The problem with most SOA environments — especially those that are mixed with legacy system environments — is the lack of insight IT administrators have when trying to manage their composite applications, said Craig Whitaker, technology manager of technical services at the health care insurance firm.
“The real change with SOA is that you don’t have the control you used to have,” he told conference attendees at last week’s IBM Impact 2009 in Las Vegas. Each application doesn’t performance one function, but rather multiple functions with dozens of other interconnected applications, Whitaker said.

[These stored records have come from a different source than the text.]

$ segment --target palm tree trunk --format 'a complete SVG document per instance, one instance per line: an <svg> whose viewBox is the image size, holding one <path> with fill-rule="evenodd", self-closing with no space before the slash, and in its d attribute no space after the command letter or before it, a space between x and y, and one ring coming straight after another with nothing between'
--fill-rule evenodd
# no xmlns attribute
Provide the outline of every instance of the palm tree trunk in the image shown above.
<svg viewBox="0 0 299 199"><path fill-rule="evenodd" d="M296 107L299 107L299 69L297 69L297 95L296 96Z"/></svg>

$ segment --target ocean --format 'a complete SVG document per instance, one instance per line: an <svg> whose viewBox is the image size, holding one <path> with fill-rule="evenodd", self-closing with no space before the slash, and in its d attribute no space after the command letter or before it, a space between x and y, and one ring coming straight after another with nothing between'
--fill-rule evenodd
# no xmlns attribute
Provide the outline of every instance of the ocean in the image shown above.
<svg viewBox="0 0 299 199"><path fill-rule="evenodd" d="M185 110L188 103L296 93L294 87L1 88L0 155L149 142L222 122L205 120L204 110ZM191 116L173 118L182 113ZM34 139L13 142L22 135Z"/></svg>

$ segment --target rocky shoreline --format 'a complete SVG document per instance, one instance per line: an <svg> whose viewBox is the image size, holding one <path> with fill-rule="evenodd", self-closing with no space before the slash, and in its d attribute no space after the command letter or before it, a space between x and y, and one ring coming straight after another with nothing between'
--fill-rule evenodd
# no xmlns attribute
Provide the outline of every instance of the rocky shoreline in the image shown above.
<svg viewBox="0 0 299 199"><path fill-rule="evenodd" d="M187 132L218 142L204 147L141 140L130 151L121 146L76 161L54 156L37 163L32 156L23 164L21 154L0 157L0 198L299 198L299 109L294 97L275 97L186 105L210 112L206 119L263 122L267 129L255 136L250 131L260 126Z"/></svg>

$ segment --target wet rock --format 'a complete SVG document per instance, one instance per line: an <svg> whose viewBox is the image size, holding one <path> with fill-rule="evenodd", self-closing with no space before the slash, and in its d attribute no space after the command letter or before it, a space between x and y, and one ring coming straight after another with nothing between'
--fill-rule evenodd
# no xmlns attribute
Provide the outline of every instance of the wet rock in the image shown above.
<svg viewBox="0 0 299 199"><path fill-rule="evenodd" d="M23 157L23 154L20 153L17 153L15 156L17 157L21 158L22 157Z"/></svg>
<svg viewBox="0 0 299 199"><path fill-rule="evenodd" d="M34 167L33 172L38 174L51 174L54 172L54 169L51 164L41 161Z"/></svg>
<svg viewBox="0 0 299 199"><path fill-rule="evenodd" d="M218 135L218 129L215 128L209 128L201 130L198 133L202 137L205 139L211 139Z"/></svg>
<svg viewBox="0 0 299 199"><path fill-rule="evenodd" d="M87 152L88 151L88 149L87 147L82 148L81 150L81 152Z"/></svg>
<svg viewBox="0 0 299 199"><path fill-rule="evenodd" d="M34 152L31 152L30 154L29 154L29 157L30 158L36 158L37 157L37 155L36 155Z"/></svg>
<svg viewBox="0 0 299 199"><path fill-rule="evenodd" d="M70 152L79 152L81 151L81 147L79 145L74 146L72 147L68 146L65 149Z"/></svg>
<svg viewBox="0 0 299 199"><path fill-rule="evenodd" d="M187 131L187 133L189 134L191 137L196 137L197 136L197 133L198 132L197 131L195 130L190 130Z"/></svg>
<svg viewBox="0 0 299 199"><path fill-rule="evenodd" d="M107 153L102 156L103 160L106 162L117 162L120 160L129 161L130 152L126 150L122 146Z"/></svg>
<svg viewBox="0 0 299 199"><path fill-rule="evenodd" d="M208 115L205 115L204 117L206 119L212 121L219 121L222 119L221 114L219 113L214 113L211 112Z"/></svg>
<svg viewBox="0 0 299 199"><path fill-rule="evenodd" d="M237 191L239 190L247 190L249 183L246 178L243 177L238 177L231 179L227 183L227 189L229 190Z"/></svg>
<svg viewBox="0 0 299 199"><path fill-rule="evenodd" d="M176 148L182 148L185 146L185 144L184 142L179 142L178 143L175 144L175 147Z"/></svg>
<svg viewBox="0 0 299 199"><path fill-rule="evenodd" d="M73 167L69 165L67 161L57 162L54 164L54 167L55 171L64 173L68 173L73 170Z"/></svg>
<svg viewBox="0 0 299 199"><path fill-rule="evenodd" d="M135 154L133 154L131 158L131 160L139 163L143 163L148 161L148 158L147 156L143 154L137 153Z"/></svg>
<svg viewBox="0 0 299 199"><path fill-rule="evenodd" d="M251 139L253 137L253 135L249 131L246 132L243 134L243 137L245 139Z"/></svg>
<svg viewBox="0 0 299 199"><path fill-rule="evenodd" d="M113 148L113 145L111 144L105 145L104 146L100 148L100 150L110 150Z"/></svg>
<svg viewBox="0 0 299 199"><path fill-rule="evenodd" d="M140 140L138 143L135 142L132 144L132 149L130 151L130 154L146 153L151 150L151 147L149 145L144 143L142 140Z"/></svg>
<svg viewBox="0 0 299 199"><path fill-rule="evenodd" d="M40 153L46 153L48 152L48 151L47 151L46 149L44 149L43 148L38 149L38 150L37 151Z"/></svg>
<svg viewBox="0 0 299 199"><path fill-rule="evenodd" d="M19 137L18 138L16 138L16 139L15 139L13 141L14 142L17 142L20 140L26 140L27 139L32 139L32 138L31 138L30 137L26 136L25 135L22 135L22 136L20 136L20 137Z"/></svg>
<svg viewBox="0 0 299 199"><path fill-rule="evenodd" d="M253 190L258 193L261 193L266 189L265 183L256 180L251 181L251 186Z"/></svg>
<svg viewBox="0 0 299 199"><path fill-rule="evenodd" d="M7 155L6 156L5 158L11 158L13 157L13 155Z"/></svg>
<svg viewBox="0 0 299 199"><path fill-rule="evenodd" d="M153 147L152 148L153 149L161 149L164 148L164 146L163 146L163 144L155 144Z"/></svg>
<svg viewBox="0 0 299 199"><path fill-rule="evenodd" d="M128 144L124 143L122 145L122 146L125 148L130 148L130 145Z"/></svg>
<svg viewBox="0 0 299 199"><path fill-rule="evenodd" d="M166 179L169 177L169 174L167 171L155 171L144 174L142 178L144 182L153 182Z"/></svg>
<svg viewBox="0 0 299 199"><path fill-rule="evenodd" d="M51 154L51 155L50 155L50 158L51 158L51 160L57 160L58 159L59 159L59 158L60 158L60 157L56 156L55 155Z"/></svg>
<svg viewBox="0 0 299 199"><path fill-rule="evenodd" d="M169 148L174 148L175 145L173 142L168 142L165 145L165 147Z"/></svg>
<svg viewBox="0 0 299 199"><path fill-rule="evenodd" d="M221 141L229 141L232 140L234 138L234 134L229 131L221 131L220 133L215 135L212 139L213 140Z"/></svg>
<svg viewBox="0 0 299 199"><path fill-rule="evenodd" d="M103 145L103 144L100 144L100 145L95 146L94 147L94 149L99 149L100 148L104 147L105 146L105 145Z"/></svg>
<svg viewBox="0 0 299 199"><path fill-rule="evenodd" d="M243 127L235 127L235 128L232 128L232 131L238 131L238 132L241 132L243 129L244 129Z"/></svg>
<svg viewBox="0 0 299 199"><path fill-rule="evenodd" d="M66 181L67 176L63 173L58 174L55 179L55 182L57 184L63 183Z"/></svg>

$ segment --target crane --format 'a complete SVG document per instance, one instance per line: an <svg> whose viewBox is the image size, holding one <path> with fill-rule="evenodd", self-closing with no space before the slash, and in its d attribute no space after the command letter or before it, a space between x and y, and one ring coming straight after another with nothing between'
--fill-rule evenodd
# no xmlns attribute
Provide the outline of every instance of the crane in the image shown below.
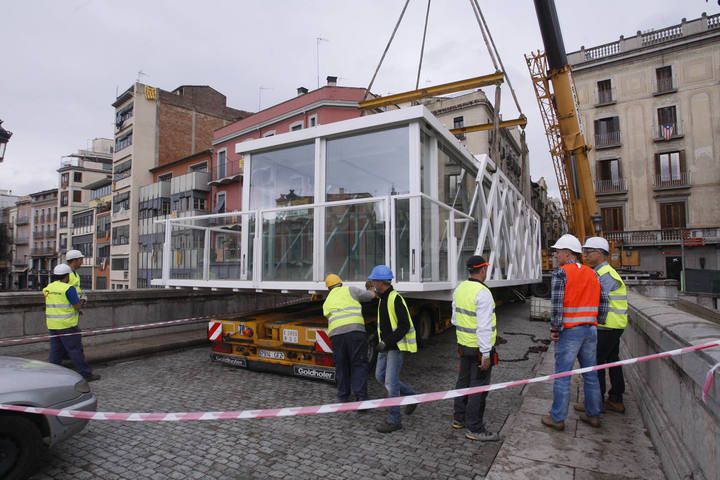
<svg viewBox="0 0 720 480"><path fill-rule="evenodd" d="M534 0L545 52L525 55L555 167L568 228L581 242L599 235L585 129L554 0Z"/></svg>

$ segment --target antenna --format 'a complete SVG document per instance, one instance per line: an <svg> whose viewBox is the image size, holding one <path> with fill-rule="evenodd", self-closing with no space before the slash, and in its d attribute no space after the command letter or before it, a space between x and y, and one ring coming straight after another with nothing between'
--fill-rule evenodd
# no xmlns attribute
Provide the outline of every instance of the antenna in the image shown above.
<svg viewBox="0 0 720 480"><path fill-rule="evenodd" d="M315 37L315 60L317 67L317 88L320 88L320 42L329 42L327 38Z"/></svg>

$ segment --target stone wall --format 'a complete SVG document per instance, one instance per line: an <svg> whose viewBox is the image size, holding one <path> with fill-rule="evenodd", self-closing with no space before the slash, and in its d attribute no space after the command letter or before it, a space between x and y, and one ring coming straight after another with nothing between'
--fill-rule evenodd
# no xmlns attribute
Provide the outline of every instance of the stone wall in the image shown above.
<svg viewBox="0 0 720 480"><path fill-rule="evenodd" d="M720 339L720 325L630 293L623 357L637 357ZM668 479L714 479L720 472L720 372L702 401L705 375L720 348L625 367Z"/></svg>
<svg viewBox="0 0 720 480"><path fill-rule="evenodd" d="M88 304L80 316L80 328L95 330L164 322L216 314L248 313L299 300L280 293L193 291L171 289L107 290L87 292ZM86 345L130 340L148 335L207 328L194 323L158 329L89 336ZM45 299L41 292L0 293L0 340L44 335ZM0 347L0 355L22 355L47 349L47 341Z"/></svg>

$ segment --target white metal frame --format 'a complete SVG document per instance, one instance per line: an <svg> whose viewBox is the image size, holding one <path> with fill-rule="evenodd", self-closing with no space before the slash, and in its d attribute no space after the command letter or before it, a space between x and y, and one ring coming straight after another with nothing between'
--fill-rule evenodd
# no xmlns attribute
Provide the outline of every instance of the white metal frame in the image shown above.
<svg viewBox="0 0 720 480"><path fill-rule="evenodd" d="M326 172L326 141L336 135L362 134L372 130L391 128L406 125L408 127L409 142L409 187L410 193L388 197L362 198L345 201L325 201L325 172ZM430 192L422 192L421 179L421 131L429 134L430 168L432 185ZM471 215L454 209L437 199L438 187L438 141L448 145L461 166L469 172L476 174L476 191L472 199ZM163 261L162 279L154 279L153 285L166 287L209 287L233 288L255 290L324 290L323 279L325 272L325 209L339 205L378 203L382 205L385 215L385 258L386 263L397 272L397 239L395 234L396 202L409 200L410 204L410 276L409 281L397 282L398 289L410 296L449 298L452 288L458 279L458 272L462 266L458 265L458 251L462 248L469 228L478 231L478 244L476 253L487 253L491 268L488 277L490 286L510 286L540 281L540 220L531 209L520 192L512 185L510 180L499 170L487 155L473 156L465 147L445 129L424 106L394 110L383 114L359 117L352 120L337 122L328 125L318 125L312 129L303 129L283 135L264 137L249 140L235 145L236 153L245 156L244 174L246 188L242 192L242 204L250 205L249 174L252 171L253 153L274 149L282 146L307 144L314 142L315 171L314 195L315 203L311 205L297 205L291 207L268 208L243 212L227 212L222 214L202 215L197 217L184 217L160 220L165 222L165 248L164 260L171 259L171 233L173 225L183 228L200 228L206 231L205 251L203 261L202 280L181 280L170 278L170 261ZM490 189L485 193L483 184L489 184ZM428 200L448 213L448 225L444 228L447 236L448 278L442 281L422 281L422 225L421 212L423 201ZM262 279L262 233L263 215L273 212L288 212L293 210L313 210L313 269L310 281L264 281ZM434 210L433 210L434 211ZM227 230L218 227L198 226L196 222L212 218L241 217L241 260L240 278L237 280L210 280L210 232ZM250 223L255 219L254 241L250 245ZM431 215L431 232L433 238L441 240L443 226L439 215ZM465 222L461 238L455 238L456 222ZM437 232L437 235L436 233ZM252 246L253 255L250 257ZM489 253L488 253L489 252ZM248 266L252 262L252 275ZM432 268L437 270L438 265L433 262ZM433 271L433 278L438 273ZM346 282L350 285L361 282Z"/></svg>

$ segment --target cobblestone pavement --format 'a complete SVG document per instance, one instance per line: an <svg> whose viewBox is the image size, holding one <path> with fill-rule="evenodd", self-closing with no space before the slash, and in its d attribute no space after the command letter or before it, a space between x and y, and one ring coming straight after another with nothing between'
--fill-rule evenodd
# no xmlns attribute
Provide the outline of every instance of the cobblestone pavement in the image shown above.
<svg viewBox="0 0 720 480"><path fill-rule="evenodd" d="M493 382L533 374L547 324L527 305L498 308L500 366ZM454 333L435 337L403 368L416 390L454 387ZM505 360L505 362L503 362ZM512 361L519 360L519 361ZM167 353L96 369L99 410L216 411L332 403L334 386L237 369L209 360L207 348ZM520 389L491 393L486 421L499 430L521 403ZM371 398L383 397L374 378ZM43 454L34 480L193 478L484 478L501 443L476 443L452 430L451 401L420 405L404 429L379 434L382 411L313 417L184 423L91 422Z"/></svg>

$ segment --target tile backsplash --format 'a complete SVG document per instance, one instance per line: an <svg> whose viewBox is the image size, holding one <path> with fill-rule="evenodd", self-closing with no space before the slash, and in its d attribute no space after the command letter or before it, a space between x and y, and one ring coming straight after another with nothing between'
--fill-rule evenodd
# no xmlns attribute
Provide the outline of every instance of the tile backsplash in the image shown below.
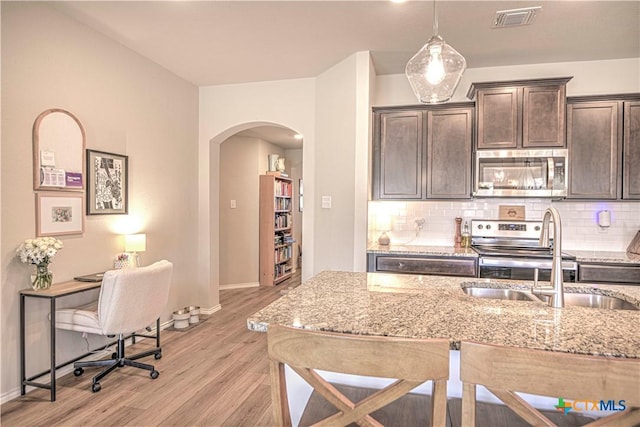
<svg viewBox="0 0 640 427"><path fill-rule="evenodd" d="M391 244L452 246L455 217L498 219L500 205L525 207L527 220L542 220L553 206L562 219L563 249L625 251L640 230L640 202L551 201L547 199L476 199L469 201L369 202L369 241L388 228ZM598 212L608 210L611 226L598 225ZM389 221L390 219L390 221ZM421 221L424 219L424 221ZM422 225L420 225L422 223ZM384 224L377 226L376 224Z"/></svg>

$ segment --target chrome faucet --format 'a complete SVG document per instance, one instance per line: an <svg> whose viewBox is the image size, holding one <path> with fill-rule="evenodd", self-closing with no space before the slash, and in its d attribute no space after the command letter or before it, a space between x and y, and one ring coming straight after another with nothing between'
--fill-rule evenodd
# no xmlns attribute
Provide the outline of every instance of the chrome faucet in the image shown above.
<svg viewBox="0 0 640 427"><path fill-rule="evenodd" d="M536 295L551 297L549 305L554 308L564 307L564 285L562 283L562 223L560 213L556 208L548 208L542 218L542 230L540 231L540 246L549 246L549 221L553 220L553 260L551 262L551 288L533 288ZM536 272L537 273L537 272ZM538 283L538 275L535 275L535 284Z"/></svg>

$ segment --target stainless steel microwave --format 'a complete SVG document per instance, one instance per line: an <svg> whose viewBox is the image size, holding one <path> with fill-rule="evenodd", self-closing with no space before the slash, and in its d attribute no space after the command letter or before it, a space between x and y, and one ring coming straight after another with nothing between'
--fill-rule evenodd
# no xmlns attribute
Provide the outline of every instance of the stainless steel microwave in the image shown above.
<svg viewBox="0 0 640 427"><path fill-rule="evenodd" d="M568 151L476 151L474 196L564 197Z"/></svg>

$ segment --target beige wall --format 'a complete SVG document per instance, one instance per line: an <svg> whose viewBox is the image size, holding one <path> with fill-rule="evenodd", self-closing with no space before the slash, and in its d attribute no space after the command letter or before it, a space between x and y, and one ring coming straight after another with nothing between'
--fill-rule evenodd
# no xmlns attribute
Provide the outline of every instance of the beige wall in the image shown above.
<svg viewBox="0 0 640 427"><path fill-rule="evenodd" d="M293 266L298 269L299 250L302 248L302 212L300 212L300 180L304 172L302 161L302 149L285 150L285 165L289 178L293 180L293 238L296 242L293 245ZM304 189L304 183L303 183ZM304 204L304 202L303 202Z"/></svg>
<svg viewBox="0 0 640 427"><path fill-rule="evenodd" d="M220 287L258 285L260 178L267 155L284 150L258 138L232 136L220 145ZM236 208L231 208L231 200Z"/></svg>
<svg viewBox="0 0 640 427"><path fill-rule="evenodd" d="M567 84L567 96L640 92L640 58L470 68L462 76L451 101L469 101L467 91L474 82L565 76L573 76ZM374 105L417 103L404 74L378 76L376 80Z"/></svg>
<svg viewBox="0 0 640 427"><path fill-rule="evenodd" d="M196 283L198 89L121 44L41 3L2 2L1 384L19 390L19 298L29 268L15 256L35 236L31 130L42 111L58 107L84 125L87 148L129 156L129 215L88 216L83 235L62 236L54 282L110 268L123 250L120 233L147 234L141 263L174 265L162 321L203 300ZM69 297L65 305L95 295ZM217 298L217 296L216 296ZM141 302L142 303L142 302ZM48 306L28 305L29 372L49 354ZM90 336L92 345L100 340ZM85 349L77 333L60 332L58 357Z"/></svg>

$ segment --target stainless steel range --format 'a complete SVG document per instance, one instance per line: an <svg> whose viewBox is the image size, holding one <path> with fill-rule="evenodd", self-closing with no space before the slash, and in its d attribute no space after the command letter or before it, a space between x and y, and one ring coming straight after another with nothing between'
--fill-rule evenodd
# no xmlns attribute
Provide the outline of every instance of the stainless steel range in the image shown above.
<svg viewBox="0 0 640 427"><path fill-rule="evenodd" d="M471 246L478 252L480 277L533 280L551 275L552 245L539 246L542 221L471 220ZM575 282L578 263L573 255L562 253L565 282Z"/></svg>

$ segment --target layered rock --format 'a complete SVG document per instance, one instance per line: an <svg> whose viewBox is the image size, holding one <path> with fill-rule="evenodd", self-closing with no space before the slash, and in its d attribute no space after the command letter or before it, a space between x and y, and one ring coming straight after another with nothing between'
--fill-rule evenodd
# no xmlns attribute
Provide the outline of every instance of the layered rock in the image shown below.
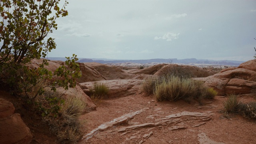
<svg viewBox="0 0 256 144"><path fill-rule="evenodd" d="M86 66L94 68L106 80L128 79L134 75L128 74L115 66L110 66L96 62L85 62Z"/></svg>
<svg viewBox="0 0 256 144"><path fill-rule="evenodd" d="M12 104L0 98L0 142L30 144L33 138L30 129L14 110Z"/></svg>
<svg viewBox="0 0 256 144"><path fill-rule="evenodd" d="M140 89L142 82L140 80L118 80L99 81L97 82L104 84L109 88L108 97L125 96L136 94ZM84 92L90 95L90 89L92 88L94 82L87 82L80 84Z"/></svg>
<svg viewBox="0 0 256 144"><path fill-rule="evenodd" d="M209 71L202 68L195 66L178 65L176 64L169 64L163 66L154 74L154 75L161 76L169 73L175 73L179 74L190 75L192 77L200 78L206 77L216 73L215 71Z"/></svg>
<svg viewBox="0 0 256 144"><path fill-rule="evenodd" d="M56 88L56 92L62 94L62 96L67 99L76 97L85 102L86 104L86 108L84 112L88 112L96 109L96 106L92 102L91 98L84 92L78 84L75 88L69 88L68 90L65 90L60 87Z"/></svg>
<svg viewBox="0 0 256 144"><path fill-rule="evenodd" d="M248 94L256 90L256 60L242 63L237 68L228 68L205 78L195 80L205 82L213 87L219 95L230 94Z"/></svg>

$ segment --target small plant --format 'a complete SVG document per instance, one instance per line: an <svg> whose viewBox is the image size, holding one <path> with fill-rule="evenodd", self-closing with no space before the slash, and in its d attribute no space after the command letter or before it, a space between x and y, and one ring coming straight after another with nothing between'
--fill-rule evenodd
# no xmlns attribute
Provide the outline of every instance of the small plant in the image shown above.
<svg viewBox="0 0 256 144"><path fill-rule="evenodd" d="M213 88L207 88L206 93L205 95L205 98L213 98L217 95L218 92L216 92Z"/></svg>
<svg viewBox="0 0 256 144"><path fill-rule="evenodd" d="M230 94L226 100L222 102L222 104L224 107L225 112L234 112L237 111L240 95L236 95L234 94Z"/></svg>
<svg viewBox="0 0 256 144"><path fill-rule="evenodd" d="M142 83L141 88L144 92L152 94L156 88L157 79L155 78L147 78Z"/></svg>
<svg viewBox="0 0 256 144"><path fill-rule="evenodd" d="M103 98L108 95L109 88L103 83L94 82L90 91L91 97Z"/></svg>
<svg viewBox="0 0 256 144"><path fill-rule="evenodd" d="M82 136L80 131L82 124L78 117L85 112L86 104L76 97L66 99L62 105L59 116L54 118L47 115L43 118L48 124L52 132L57 136L61 143L75 143Z"/></svg>
<svg viewBox="0 0 256 144"><path fill-rule="evenodd" d="M256 102L252 102L246 104L240 103L238 105L239 112L244 117L256 119Z"/></svg>
<svg viewBox="0 0 256 144"><path fill-rule="evenodd" d="M201 102L204 98L213 98L215 94L214 93L214 91L208 90L208 88L204 86L202 82L176 75L161 78L156 82L155 86L154 96L160 101L175 101L182 99L189 102L193 99ZM210 94L211 96L209 96Z"/></svg>

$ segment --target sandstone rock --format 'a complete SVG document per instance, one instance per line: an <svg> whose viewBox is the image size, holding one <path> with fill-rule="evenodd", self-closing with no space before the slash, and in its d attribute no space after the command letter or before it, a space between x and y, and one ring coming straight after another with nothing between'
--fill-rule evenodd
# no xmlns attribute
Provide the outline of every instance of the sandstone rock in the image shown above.
<svg viewBox="0 0 256 144"><path fill-rule="evenodd" d="M30 144L33 136L11 103L0 98L0 142Z"/></svg>
<svg viewBox="0 0 256 144"><path fill-rule="evenodd" d="M179 74L190 75L195 77L206 77L216 73L215 71L209 72L195 66L179 66L176 64L169 64L163 66L154 75L162 76L169 73L177 73Z"/></svg>
<svg viewBox="0 0 256 144"><path fill-rule="evenodd" d="M130 73L132 74L154 74L158 71L161 69L163 66L166 65L167 64L158 64L155 65L150 66L148 68L145 68L141 70L138 70Z"/></svg>
<svg viewBox="0 0 256 144"><path fill-rule="evenodd" d="M140 84L142 82L139 80L109 80L98 81L97 82L104 83L109 88L108 96L109 98L125 96L135 94L140 88ZM90 89L95 82L87 82L80 84L84 92L90 94Z"/></svg>
<svg viewBox="0 0 256 144"><path fill-rule="evenodd" d="M14 114L15 110L12 103L0 98L0 119L12 115Z"/></svg>
<svg viewBox="0 0 256 144"><path fill-rule="evenodd" d="M79 83L87 82L93 82L106 80L105 78L95 68L85 65L84 63L79 63L80 70L82 76L77 79L76 81Z"/></svg>
<svg viewBox="0 0 256 144"><path fill-rule="evenodd" d="M225 94L248 94L255 89L256 82L238 78L232 78L225 87Z"/></svg>
<svg viewBox="0 0 256 144"><path fill-rule="evenodd" d="M69 88L67 90L61 87L57 88L56 91L62 94L63 94L63 96L66 98L76 97L84 102L86 103L87 106L84 112L88 112L96 109L96 106L92 102L91 98L84 92L79 84L74 88Z"/></svg>
<svg viewBox="0 0 256 144"><path fill-rule="evenodd" d="M128 74L115 66L110 66L97 62L84 62L86 66L95 68L106 80L128 79L134 75Z"/></svg>
<svg viewBox="0 0 256 144"><path fill-rule="evenodd" d="M240 64L238 68L244 68L256 71L256 60L252 60L242 63Z"/></svg>
<svg viewBox="0 0 256 144"><path fill-rule="evenodd" d="M205 84L213 87L218 95L247 94L256 91L255 70L256 60L253 60L241 64L237 68L228 68L212 76L194 79L205 82Z"/></svg>
<svg viewBox="0 0 256 144"><path fill-rule="evenodd" d="M224 72L228 70L235 70L237 69L237 68L225 68L224 69L223 69L222 70L221 70L220 72Z"/></svg>
<svg viewBox="0 0 256 144"><path fill-rule="evenodd" d="M237 78L254 81L256 80L256 72L240 68L216 74L214 75L214 77L228 78Z"/></svg>

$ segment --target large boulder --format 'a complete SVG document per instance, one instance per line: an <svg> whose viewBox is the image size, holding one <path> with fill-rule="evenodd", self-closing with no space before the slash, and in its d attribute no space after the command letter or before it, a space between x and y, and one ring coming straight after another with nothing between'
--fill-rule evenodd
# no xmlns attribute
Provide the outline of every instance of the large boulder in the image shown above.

When faced with a crisis in the early days, he added, his IT shop often resorted to “problem-solving by committee.”
At Humana, it has been common to have 40 or 50 support people on troubleshooting conference call when faced with a technical issue, Whitaker said, with vendors and senior vice-presidents sometimes joining the call.
“Everybody has a stake in solving the problem and every tier support group has its own tools,” he said.
“Often times, somebody on the call will mention that ‘six months ago we had this problem and it was DB2’ and that gives everybody something they can start blaming,” Whitaker added. “If you’re a (database administrator), you might know that it’s not DB2, but because everybody thinks it is, you spent all your time trying to defend your part of the network.”
For Whitaker, instead of pointing fingers and being reactive, IT departments must be predictive and proactive.
Humana has recently partnered with Melville, N.Y.-based Nastel Technologies Inc. in order to gather operational, transactional and business metrics using one tool that monitors the overall health of the IT environment.
Nastel’s AutoPilot M6 suite, which includes transaction, business activity, application performance and middleware management capabilities, aims to give IT administrators a way to find and fix problems quickly without disrupting services.
“Applications are less reliable now because they rely on connectivity,” Richard Nikula, worldwide director of technology services at Nastel, said. “If everything’s on one server, life is simple. You keep the server up and you keep the app up.”
The landscape has now changed, as applications are siloed and more reliance is put on third-party tools, he added.
AutoPilot M6 works with a wide variety of technologies such as IBM WebSphere MQ, Oracle Database, Java 2 Platform Enterprise Edition, JBoss and SQL Server. It can monitor and capture metrics and performance data all across your IT environment, Nikula said.
Whitaker added that the need for transparent data monitoring across all areas of the IT department led them to explore business management tools for the company’s SOA environment.
“For example, you can pull things up in Tivoli and get views of other tools that report into the software, but you can’t see what each app is doing in a synchronized time fashion,” he said. “That’s why transparency is important and stops you from labeling something a compute problem, when it’s clearly being caused somewhere else.”
The ability to get end-to-end real-time visibility in the performance of their Web-based systems, including the ability to replay time-synced historical metrics for forensic study is also crucial to preventing IT infighting, Whitaker added.